A critical analysis of the tumour immunosurveillance controversy for 3-MCA-induced sarcomas

Sheila and David Fuentes Program in Cancer Biology, Sylvester Comprehensive Cancer Center and the Department of Microbiology and Immunology, University of Miami Miller School of Medicine, Miami, FL 33136, USA.
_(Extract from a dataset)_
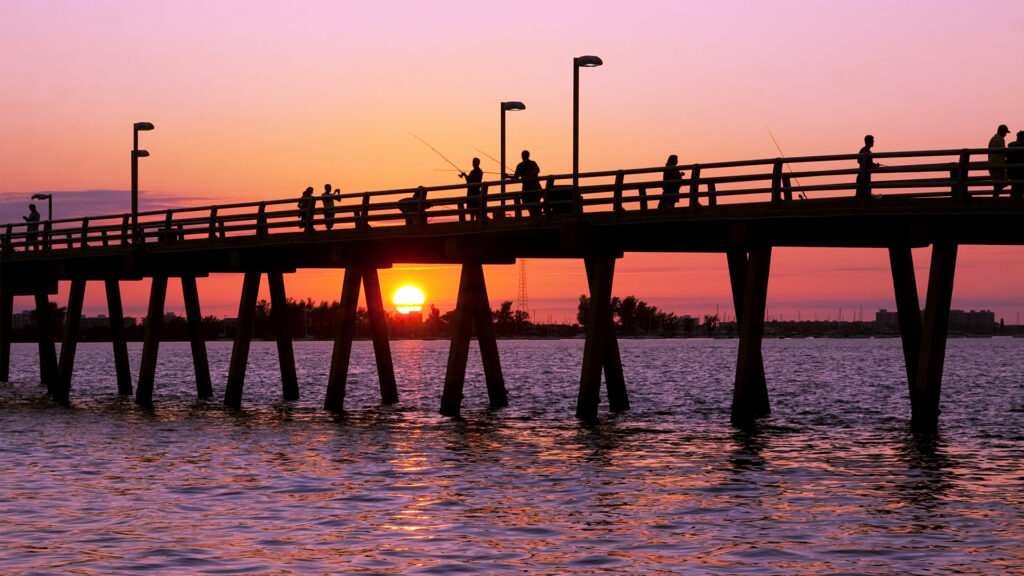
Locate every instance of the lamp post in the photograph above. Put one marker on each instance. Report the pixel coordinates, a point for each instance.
(578, 63)
(135, 155)
(510, 106)
(49, 203)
British Journal of Cancer (Impact Factor: 4.82). 09/2009; 101(3):381-6. DOI: 10.1038/sj.bjc.6605198
Source: PubMed

ABSTRACT The cancer immunoediting hypothesis has gained significant footing over the past decade as a result of work performed using sarcomas induced by 3-methylcholanthrene (3-MCA) in mice. Despite the progress made by several groups in establishing evidence for the three phases of immunoediting (elimination, equilibrium and escape), there continues to be active controversy on the nature of interaction between spontaneously formed tumour cells and the immune system during the early phases of tumourigenesis. At the root of this controversy is conflicting and unresolved evidence spanning back to the 1970s regarding the incidence and frequency of 3-MCA-induced sarcomas in immunocompetent mice as compared to immunodeficient mice. In this mini review we provide a critical analysis of both sides of this controversy.